A) $\dfrac{{{\varepsilon _{r1}}}}{{{\varepsilon _{r2}}}} = \dfrac{1}{4}$
B) $\dfrac{{{\varepsilon _{r1}}}}{{{\varepsilon _{r2}}}} = \dfrac{1}{2}$
C) $\dfrac{{{\varepsilon _{r1}}}}{{{\varepsilon _{r2}}}} = 4$
D) $\dfrac{{{\varepsilon _{r1}}}}{{{\varepsilon _{r2}}}} = 2$

Answer 1

Solution

We can easily solve the question if we know the standard equation of a wave in any medium i.e. ${\vec E_{}} = {E_0}\cos [kz - \omega t)]$ . We can compare the values given in the question with the one in the standard equation and find out the velocity of the waves in air and in the given medium. We can easily use the velocities to find the ratio of relative permittivity of air to that of the given medium if we remember Snell’s law.

Formula Used:
$v = \dfrac{\omega }{k}$
Where $v$ is the linear velocity of the wave, $\omega$ is the angular velocity of the wave and $k$ is the wavenumber of the wave.
$\dfrac{{{n_1}}}{{{n_2}}} = \dfrac{{{v_2}}}{{{v_1}}}$
This is Snell's law. Here ${n_1}$ and ${n_{_2}}$ are the refractive index of the mediums 1 and 2 respectively and ${v_1}$ and ${v_2}$ are the speed of the light in the medium 1 and 2 respectively.

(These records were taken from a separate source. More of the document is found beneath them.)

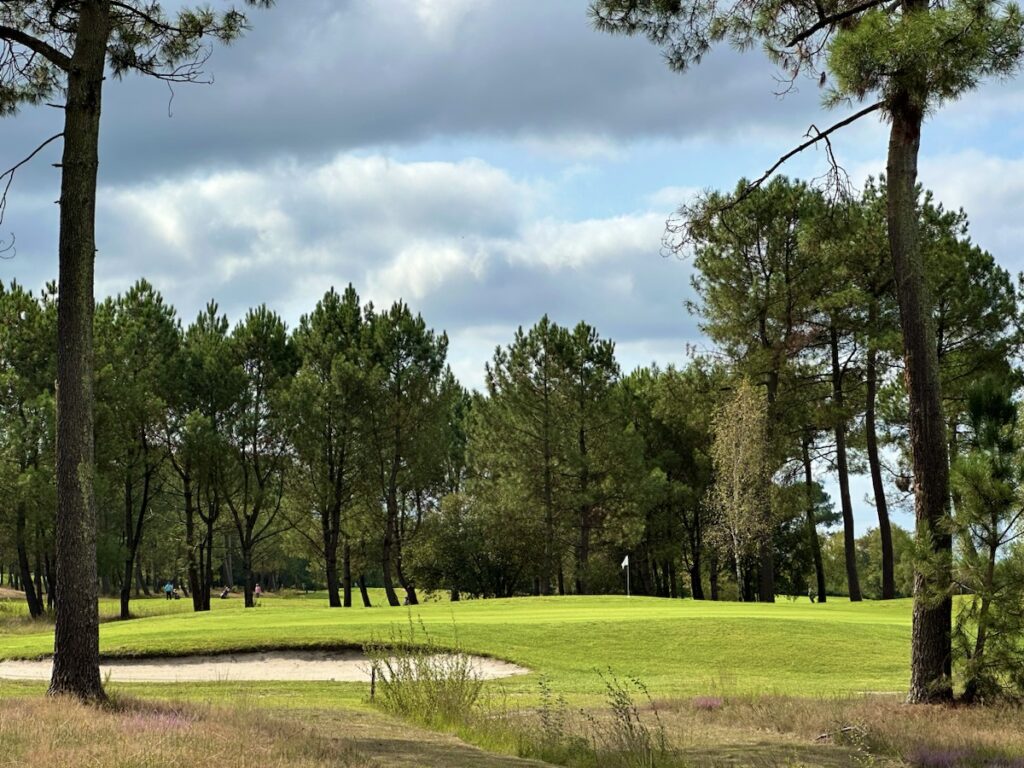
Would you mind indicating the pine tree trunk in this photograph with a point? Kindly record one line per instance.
(931, 646)
(76, 640)
(812, 523)
(346, 574)
(364, 592)
(35, 605)
(386, 553)
(192, 546)
(842, 467)
(871, 440)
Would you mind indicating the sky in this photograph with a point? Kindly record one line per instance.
(485, 161)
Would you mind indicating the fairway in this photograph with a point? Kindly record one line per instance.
(676, 647)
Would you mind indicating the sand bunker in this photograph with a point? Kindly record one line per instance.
(341, 666)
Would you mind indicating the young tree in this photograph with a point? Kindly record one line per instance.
(742, 477)
(989, 519)
(136, 347)
(515, 442)
(406, 415)
(28, 329)
(59, 50)
(253, 480)
(209, 388)
(326, 403)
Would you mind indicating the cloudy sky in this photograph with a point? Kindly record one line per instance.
(486, 161)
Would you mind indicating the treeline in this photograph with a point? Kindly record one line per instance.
(343, 453)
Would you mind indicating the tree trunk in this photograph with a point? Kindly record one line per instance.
(76, 639)
(812, 523)
(331, 562)
(35, 604)
(192, 546)
(931, 645)
(364, 592)
(871, 440)
(971, 688)
(713, 574)
(346, 573)
(386, 556)
(842, 468)
(247, 573)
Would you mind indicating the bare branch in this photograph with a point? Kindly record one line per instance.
(825, 22)
(814, 137)
(9, 176)
(57, 58)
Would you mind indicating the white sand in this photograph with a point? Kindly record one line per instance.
(279, 665)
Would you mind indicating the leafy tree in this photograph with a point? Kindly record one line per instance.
(989, 519)
(253, 480)
(59, 50)
(137, 343)
(209, 386)
(742, 520)
(27, 364)
(326, 403)
(515, 443)
(754, 282)
(912, 56)
(407, 415)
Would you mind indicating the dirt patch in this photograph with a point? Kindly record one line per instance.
(284, 665)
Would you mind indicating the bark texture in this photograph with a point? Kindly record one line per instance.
(931, 649)
(76, 640)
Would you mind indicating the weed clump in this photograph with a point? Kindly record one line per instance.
(417, 678)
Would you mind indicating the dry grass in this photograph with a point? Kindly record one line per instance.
(54, 733)
(880, 728)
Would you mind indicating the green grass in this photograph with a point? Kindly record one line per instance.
(677, 647)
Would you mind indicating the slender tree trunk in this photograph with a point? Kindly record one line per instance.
(812, 523)
(364, 592)
(842, 467)
(971, 688)
(346, 573)
(386, 551)
(25, 568)
(76, 639)
(713, 574)
(333, 586)
(548, 565)
(192, 546)
(931, 645)
(247, 572)
(871, 440)
(696, 589)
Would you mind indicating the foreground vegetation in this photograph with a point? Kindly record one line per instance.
(784, 684)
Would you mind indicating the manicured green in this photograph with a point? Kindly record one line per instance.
(677, 647)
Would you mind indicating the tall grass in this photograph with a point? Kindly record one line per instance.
(417, 678)
(62, 733)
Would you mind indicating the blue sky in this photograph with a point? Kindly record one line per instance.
(486, 161)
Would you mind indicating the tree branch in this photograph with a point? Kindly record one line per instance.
(9, 175)
(824, 22)
(815, 138)
(54, 56)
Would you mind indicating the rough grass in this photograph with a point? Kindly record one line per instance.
(787, 684)
(677, 647)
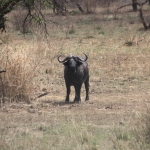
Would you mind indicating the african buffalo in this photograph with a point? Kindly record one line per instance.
(76, 73)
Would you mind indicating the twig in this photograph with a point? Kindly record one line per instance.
(46, 93)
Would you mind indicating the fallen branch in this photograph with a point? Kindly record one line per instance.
(46, 93)
(124, 6)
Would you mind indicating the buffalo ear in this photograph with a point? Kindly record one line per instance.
(65, 64)
(79, 63)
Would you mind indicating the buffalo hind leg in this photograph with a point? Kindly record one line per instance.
(68, 93)
(77, 93)
(86, 83)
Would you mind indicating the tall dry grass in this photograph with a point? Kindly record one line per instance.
(23, 63)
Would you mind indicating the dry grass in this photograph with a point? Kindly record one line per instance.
(119, 85)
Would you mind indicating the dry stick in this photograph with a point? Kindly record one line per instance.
(46, 93)
(3, 92)
(142, 19)
(124, 6)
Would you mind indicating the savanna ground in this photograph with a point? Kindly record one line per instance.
(119, 62)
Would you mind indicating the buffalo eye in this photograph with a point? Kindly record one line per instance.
(65, 64)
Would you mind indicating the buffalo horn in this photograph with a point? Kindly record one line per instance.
(61, 61)
(83, 60)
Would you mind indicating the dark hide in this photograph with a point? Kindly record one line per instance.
(75, 74)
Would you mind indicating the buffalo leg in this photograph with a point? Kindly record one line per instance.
(77, 93)
(68, 93)
(86, 83)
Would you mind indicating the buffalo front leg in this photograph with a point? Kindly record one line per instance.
(86, 83)
(77, 93)
(68, 93)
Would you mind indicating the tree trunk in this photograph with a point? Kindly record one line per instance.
(134, 5)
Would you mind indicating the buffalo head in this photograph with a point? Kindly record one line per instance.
(72, 61)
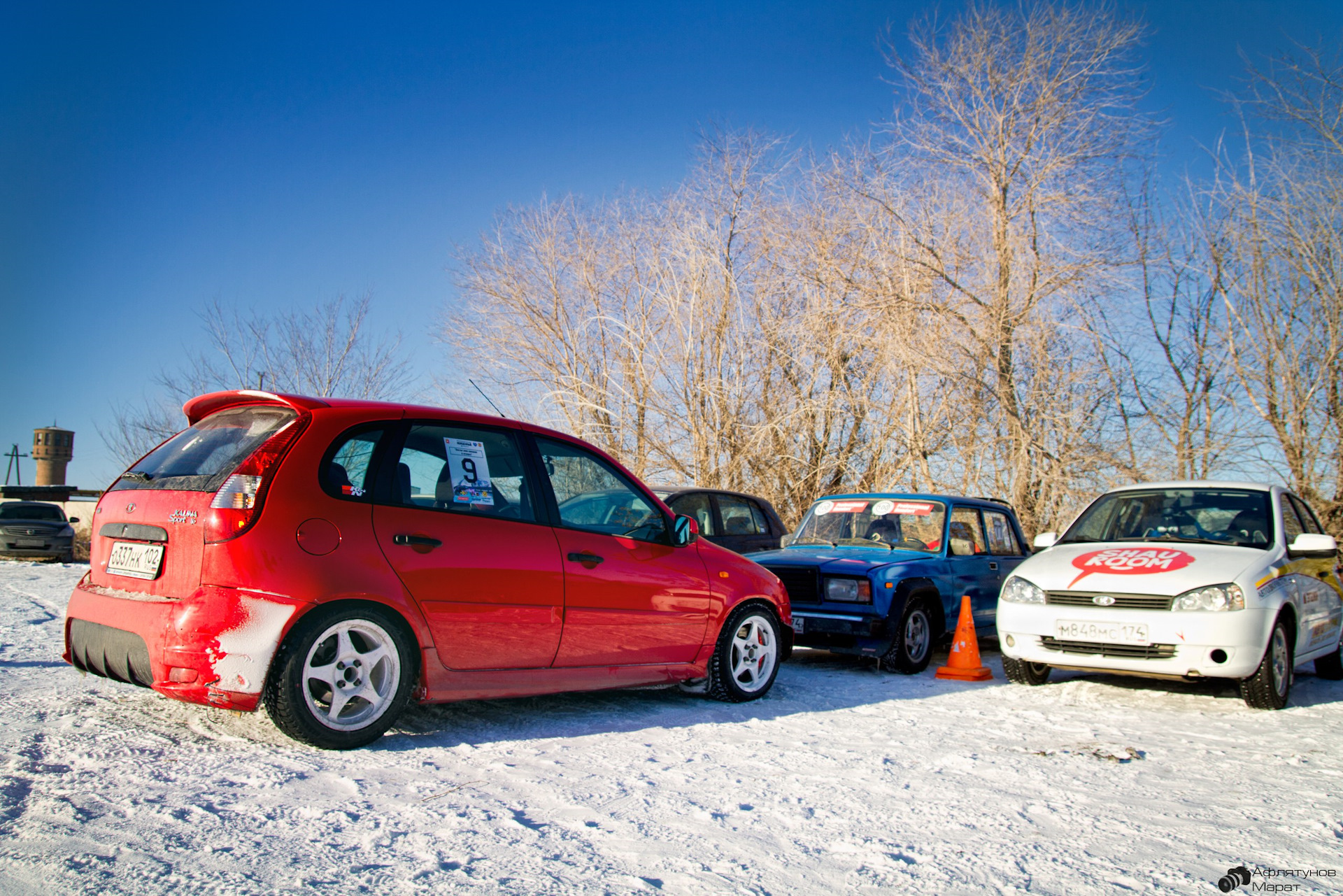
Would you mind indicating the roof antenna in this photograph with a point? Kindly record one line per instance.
(487, 397)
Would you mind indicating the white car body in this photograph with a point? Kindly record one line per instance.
(1146, 637)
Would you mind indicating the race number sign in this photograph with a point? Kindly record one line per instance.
(470, 472)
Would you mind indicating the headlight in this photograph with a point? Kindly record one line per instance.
(1021, 591)
(849, 590)
(1214, 597)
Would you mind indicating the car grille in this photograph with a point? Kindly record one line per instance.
(1119, 650)
(111, 653)
(31, 531)
(802, 583)
(1122, 601)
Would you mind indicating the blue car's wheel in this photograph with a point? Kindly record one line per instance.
(912, 646)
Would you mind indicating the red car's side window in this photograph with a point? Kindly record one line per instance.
(464, 469)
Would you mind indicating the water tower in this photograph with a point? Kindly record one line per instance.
(51, 450)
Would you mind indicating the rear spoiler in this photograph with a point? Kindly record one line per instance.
(203, 406)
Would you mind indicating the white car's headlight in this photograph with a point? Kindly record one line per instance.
(1021, 591)
(1214, 597)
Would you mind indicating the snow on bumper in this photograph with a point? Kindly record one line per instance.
(1225, 645)
(213, 648)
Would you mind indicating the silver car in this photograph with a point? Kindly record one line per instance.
(36, 529)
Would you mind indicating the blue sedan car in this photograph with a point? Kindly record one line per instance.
(883, 574)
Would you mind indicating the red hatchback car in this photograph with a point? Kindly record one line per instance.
(336, 559)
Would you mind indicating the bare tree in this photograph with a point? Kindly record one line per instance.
(320, 351)
(1279, 268)
(1009, 155)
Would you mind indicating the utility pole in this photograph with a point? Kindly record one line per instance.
(14, 465)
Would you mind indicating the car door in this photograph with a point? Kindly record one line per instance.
(974, 570)
(744, 524)
(1005, 548)
(630, 597)
(460, 525)
(1319, 605)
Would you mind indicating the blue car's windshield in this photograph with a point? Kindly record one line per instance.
(908, 524)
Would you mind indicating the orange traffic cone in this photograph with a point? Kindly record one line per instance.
(963, 664)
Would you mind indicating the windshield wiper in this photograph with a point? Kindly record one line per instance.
(1167, 536)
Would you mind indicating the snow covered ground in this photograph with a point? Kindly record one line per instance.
(842, 779)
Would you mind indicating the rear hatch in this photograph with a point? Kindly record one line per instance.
(151, 527)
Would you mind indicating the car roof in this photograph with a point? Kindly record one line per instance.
(1198, 484)
(201, 406)
(922, 496)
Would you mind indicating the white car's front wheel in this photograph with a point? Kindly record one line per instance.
(1272, 681)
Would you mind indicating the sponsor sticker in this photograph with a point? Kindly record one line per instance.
(1130, 562)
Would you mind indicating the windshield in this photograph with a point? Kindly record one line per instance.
(31, 512)
(890, 523)
(1218, 516)
(201, 457)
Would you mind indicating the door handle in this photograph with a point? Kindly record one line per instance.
(417, 541)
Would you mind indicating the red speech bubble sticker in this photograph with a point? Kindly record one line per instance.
(1130, 562)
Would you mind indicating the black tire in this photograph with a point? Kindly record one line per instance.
(1271, 684)
(1026, 674)
(750, 626)
(1331, 667)
(911, 650)
(390, 678)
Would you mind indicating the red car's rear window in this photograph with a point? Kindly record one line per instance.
(201, 457)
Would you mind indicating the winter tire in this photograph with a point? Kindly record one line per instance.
(746, 660)
(341, 677)
(1330, 667)
(912, 648)
(1272, 681)
(1026, 674)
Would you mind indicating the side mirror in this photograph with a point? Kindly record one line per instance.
(684, 531)
(1309, 544)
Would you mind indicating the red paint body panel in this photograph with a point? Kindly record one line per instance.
(493, 592)
(648, 614)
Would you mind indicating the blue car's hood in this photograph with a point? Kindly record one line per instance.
(844, 560)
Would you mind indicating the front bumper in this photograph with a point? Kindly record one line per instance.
(213, 648)
(1221, 645)
(50, 547)
(841, 632)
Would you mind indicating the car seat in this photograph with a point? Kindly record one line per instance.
(883, 529)
(962, 539)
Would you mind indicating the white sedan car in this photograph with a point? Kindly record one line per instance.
(1181, 581)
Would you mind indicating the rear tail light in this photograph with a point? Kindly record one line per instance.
(238, 502)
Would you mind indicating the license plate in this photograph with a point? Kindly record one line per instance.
(1103, 632)
(136, 560)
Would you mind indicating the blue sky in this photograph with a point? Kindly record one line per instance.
(155, 157)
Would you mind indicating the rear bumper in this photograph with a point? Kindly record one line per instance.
(213, 648)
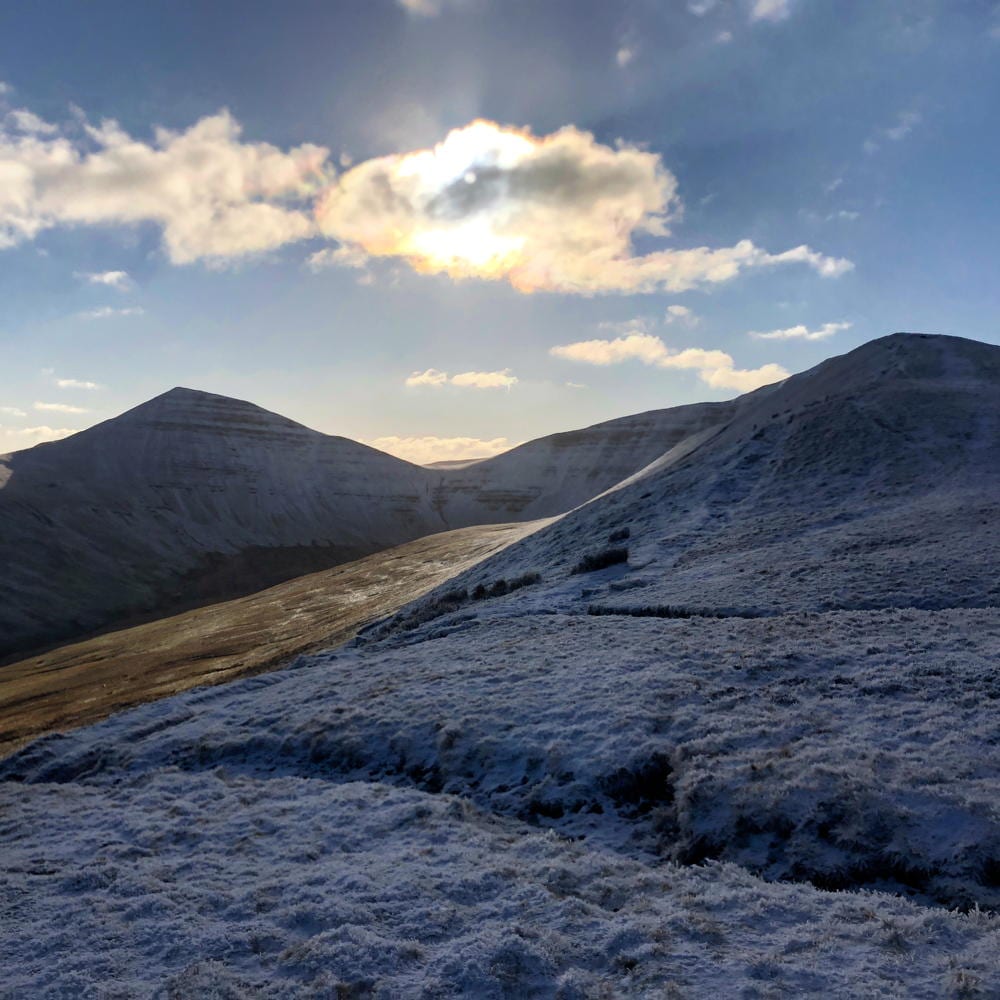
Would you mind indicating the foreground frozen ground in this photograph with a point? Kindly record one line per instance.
(728, 731)
(493, 812)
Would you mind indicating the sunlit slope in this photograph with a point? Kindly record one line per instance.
(83, 682)
(193, 498)
(872, 480)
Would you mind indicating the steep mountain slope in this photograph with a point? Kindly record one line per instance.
(185, 498)
(872, 480)
(193, 497)
(557, 473)
(503, 791)
(83, 682)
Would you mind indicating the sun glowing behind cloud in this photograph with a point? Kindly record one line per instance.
(557, 212)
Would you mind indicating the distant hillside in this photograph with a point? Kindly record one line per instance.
(193, 497)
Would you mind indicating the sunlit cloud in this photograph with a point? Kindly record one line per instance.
(802, 332)
(109, 312)
(429, 449)
(59, 408)
(213, 195)
(715, 368)
(557, 213)
(681, 315)
(470, 380)
(770, 10)
(18, 438)
(119, 280)
(75, 383)
(431, 8)
(906, 122)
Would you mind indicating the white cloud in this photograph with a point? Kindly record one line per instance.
(470, 380)
(428, 449)
(213, 195)
(18, 438)
(431, 377)
(73, 383)
(681, 314)
(905, 124)
(60, 408)
(26, 121)
(351, 257)
(715, 368)
(557, 212)
(485, 380)
(112, 279)
(108, 312)
(430, 8)
(802, 332)
(770, 10)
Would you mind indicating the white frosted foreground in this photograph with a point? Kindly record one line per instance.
(631, 755)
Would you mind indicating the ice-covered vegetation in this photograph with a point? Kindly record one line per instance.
(757, 759)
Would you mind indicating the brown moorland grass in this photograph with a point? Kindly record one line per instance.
(83, 682)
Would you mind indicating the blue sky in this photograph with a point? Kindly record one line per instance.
(226, 196)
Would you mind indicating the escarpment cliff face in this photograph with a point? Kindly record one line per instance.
(194, 497)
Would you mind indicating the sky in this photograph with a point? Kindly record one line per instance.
(443, 227)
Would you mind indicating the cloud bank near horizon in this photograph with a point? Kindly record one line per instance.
(714, 368)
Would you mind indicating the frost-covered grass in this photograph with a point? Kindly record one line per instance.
(220, 884)
(510, 797)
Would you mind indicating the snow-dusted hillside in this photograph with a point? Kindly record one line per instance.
(194, 497)
(590, 783)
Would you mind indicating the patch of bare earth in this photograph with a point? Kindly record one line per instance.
(83, 682)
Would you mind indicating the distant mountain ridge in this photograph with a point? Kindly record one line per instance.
(193, 497)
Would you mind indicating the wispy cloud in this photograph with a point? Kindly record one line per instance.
(770, 10)
(906, 122)
(716, 368)
(119, 280)
(428, 449)
(470, 380)
(22, 120)
(59, 408)
(430, 8)
(109, 312)
(681, 315)
(75, 383)
(213, 195)
(625, 55)
(559, 212)
(555, 213)
(802, 332)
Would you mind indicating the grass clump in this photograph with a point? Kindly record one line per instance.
(594, 561)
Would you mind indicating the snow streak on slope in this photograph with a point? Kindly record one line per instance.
(401, 818)
(193, 497)
(81, 683)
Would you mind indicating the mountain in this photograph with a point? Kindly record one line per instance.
(857, 484)
(194, 497)
(774, 650)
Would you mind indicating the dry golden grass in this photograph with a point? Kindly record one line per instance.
(84, 682)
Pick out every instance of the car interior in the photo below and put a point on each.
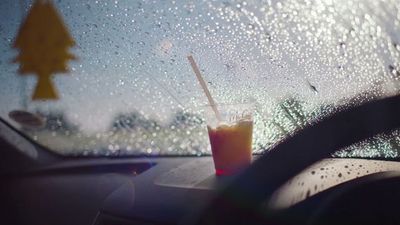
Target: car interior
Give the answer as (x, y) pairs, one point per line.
(133, 133)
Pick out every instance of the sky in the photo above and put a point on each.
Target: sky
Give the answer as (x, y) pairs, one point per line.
(132, 55)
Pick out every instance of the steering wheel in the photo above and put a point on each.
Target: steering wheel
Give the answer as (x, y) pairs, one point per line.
(240, 201)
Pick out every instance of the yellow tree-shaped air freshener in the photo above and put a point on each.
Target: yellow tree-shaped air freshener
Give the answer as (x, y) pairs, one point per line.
(43, 41)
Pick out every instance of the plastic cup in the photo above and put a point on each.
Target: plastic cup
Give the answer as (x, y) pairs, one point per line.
(231, 138)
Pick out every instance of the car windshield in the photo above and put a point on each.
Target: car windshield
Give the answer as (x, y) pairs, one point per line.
(131, 90)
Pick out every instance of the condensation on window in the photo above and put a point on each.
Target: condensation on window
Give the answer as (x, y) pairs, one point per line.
(132, 90)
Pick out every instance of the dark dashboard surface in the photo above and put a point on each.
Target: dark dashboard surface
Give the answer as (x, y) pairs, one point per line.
(149, 190)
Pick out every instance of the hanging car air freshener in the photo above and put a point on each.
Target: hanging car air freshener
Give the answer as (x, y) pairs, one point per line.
(43, 42)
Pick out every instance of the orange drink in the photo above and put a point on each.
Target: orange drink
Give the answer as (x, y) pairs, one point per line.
(231, 140)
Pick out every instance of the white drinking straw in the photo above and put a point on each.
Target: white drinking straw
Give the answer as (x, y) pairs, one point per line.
(204, 86)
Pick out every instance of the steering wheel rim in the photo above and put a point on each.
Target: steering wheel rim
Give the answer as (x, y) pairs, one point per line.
(240, 200)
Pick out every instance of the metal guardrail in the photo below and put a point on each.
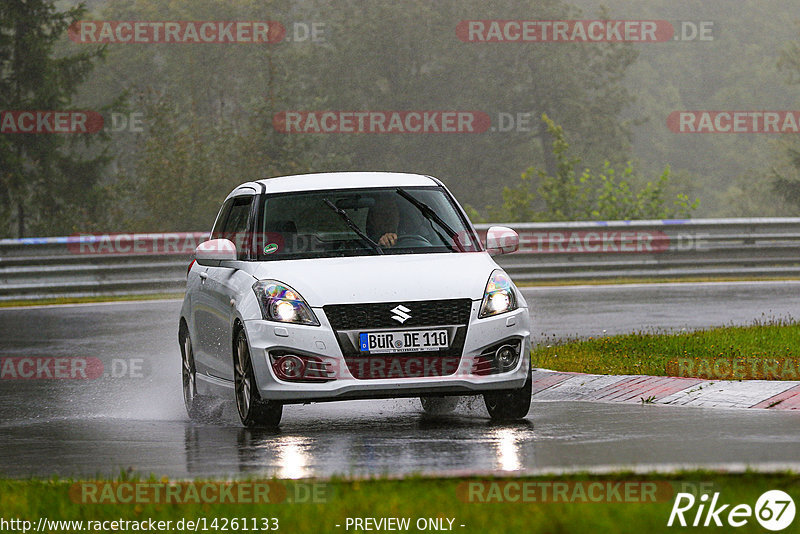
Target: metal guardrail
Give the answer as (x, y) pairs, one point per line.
(117, 264)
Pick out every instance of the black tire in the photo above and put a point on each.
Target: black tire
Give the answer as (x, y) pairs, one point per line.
(509, 405)
(201, 408)
(253, 410)
(439, 405)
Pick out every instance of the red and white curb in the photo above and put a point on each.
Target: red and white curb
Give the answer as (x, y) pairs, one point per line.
(767, 394)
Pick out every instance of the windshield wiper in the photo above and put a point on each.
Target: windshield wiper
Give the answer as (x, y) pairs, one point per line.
(346, 218)
(431, 215)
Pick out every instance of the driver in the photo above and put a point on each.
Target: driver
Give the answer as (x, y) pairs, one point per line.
(382, 221)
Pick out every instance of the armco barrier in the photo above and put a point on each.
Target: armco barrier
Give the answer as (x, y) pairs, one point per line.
(36, 268)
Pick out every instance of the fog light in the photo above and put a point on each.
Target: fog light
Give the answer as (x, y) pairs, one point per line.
(290, 367)
(506, 356)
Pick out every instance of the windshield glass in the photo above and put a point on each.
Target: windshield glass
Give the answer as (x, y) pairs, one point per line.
(361, 222)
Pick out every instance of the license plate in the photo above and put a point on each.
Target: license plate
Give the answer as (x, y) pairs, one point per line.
(408, 341)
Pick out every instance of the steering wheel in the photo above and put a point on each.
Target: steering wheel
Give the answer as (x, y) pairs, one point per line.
(412, 240)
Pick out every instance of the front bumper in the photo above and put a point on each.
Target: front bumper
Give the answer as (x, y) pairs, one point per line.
(321, 343)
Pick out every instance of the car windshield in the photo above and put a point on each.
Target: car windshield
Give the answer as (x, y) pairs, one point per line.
(362, 222)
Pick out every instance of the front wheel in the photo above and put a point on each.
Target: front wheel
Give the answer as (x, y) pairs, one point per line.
(509, 405)
(199, 407)
(253, 410)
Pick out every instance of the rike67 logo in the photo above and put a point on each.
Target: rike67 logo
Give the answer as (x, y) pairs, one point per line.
(774, 510)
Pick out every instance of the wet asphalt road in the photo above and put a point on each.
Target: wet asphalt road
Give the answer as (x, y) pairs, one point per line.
(136, 421)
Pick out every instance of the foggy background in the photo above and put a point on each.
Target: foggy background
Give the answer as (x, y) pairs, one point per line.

Complete step by step answer:
The standard equation of any wave in any medium is given by;
${\vec E_{}} = {E_0}\cos [kz - \omega t)]$
By comparing the equation of the wave in air i.e., ${\vec E_1} = {E_{01}}\hat x\cos [2\pi \nu (\dfrac{z}{c} - t)]$ with the standard equation of waves, we get
$k = \dfrac{{2\pi \nu }}{c}$ and $\omega = 2\pi \nu$ .
Where $k$ is the wave number of the wave, $\nu$ is the frequency of the wave, $c$ is the speed of light and $\omega$ is the angular velocity of the wave.
$\Rightarrow {v_{air}} = \dfrac{\omega }{k} = c$
By comparing the equation of the wave in the given medium ${\vec E_2} = {E_{02}}\hat x\cos [k(2z - ct)]$ with the standard equation of waves, we get
$k = 2k$ And $\omega = kc$
$\Rightarrow {v_{medium}} = \dfrac{\omega }{k} = \dfrac{c}{2}$
Using Snell’s law,
$\dfrac{{{n_{air}}}}{{{n_{medium}}}} = \dfrac{{{v_{medium}}}}{{{v_{air}}}}$
Where ${n_{air}}$ is the refractive index of air, ${n_{medium}}$ is the refractive index of given medium, ${v_{air}}$ is the speed of wave in air and ${v_{medium}}$ is the speed is wave in the given medium.
$\Rightarrow \dfrac{{{n_{air}}}}{{{n_{medium}}}} = \dfrac{1}{2}$
We know that the permittivity of a medium $\varepsilon$ is directly proportional to the square of refractive index of the medium ${n^2}$ ,
$\dfrac{{{\varepsilon _{r1}}}}{{{\varepsilon _{r2}}}} = \dfrac{{{n_1}^2}}{{{n_2}^2}}$
$\Rightarrow \dfrac{{{\varepsilon _{r1}}}}{{{\varepsilon _{r2}}}} = \dfrac{1}{4}$

Hence, the correct option is (A).

Note: While comparing any wave equation with the standard wave equation we should be careful with the angular velocity part and the wave number part. The comparison should be done only after proper rearrangement. If proper arrangement will not be there we can get errors in the result. Also we should be careful while writing the velocity and refractive index equation.